Asymmetric permanganate dihydroxylation of enoates: substrate scope, mechanistic insights and application in bicalutamide synthesis

Asymmetric dihydroxylation (AD) of alkenes without using osmium reagents is highly desirable and under intensive research. Permanganate dihydroxylation catalysed by a chiral cation under phase-transfer conditions offers a green approach with potential practicality. In this paper, we systematically investigated the substrate scope of chiral cinchoninium catalysed permanganate dihydroxylation of enoates with different substitution types. Generally, moderate to good yields of chiral vicinal diols were obtained in up to 98% ee. Tetrasubstituted enoates were oxidized smoothly, providing vicinal tertiary diols with moderate yields and high enantioselectivities, which has not been achieved by other catalytic AD systems. The yield of the dihydroxylated product is determined not only by the reaction conditions and substrate but also by the structure of the chiral cation catalyst.
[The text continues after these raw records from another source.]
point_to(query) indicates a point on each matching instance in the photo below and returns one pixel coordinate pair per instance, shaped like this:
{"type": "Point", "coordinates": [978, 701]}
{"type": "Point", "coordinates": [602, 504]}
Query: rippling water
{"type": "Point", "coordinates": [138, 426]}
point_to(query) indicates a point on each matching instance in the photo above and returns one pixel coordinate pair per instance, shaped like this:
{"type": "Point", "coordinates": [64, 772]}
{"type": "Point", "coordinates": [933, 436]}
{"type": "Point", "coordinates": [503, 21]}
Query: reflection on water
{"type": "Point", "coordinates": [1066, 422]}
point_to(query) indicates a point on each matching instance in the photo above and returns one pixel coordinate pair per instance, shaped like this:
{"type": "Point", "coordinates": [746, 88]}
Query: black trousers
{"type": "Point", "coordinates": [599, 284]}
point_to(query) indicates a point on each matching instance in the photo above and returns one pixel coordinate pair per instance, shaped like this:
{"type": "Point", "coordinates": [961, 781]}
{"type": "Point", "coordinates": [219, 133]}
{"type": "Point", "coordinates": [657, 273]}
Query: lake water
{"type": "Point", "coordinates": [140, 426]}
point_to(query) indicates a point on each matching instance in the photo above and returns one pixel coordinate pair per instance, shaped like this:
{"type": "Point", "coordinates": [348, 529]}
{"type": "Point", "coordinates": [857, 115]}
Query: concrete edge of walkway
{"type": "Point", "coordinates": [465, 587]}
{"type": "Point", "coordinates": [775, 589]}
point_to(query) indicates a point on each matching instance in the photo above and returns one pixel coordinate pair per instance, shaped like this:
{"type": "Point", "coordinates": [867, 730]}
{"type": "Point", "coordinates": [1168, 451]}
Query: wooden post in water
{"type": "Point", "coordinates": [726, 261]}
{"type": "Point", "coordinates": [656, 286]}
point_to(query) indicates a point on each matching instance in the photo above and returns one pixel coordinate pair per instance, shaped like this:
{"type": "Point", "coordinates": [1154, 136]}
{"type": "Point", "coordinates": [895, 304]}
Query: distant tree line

If efficient chiral cation catalysts would be identified, asymmetric permanganate dihydroxylation might provide competitive approaches to chiral vicinal diols with excellent yields. Preliminary mechanistic studies were performed and a catalytic cycle was proposed. A chiral intermediate for the synthesis of (R)-bicalutamide was obtained efficiently from dihydroxylation of a readily available methacrylic acid derivative. Chiral cinchoninium catalysed permanganate dihydroxylation of enoates with different substitution types, including challenging tetrasubstituted ones, provides good yields of chiral vicinal diols in up to 98% ee.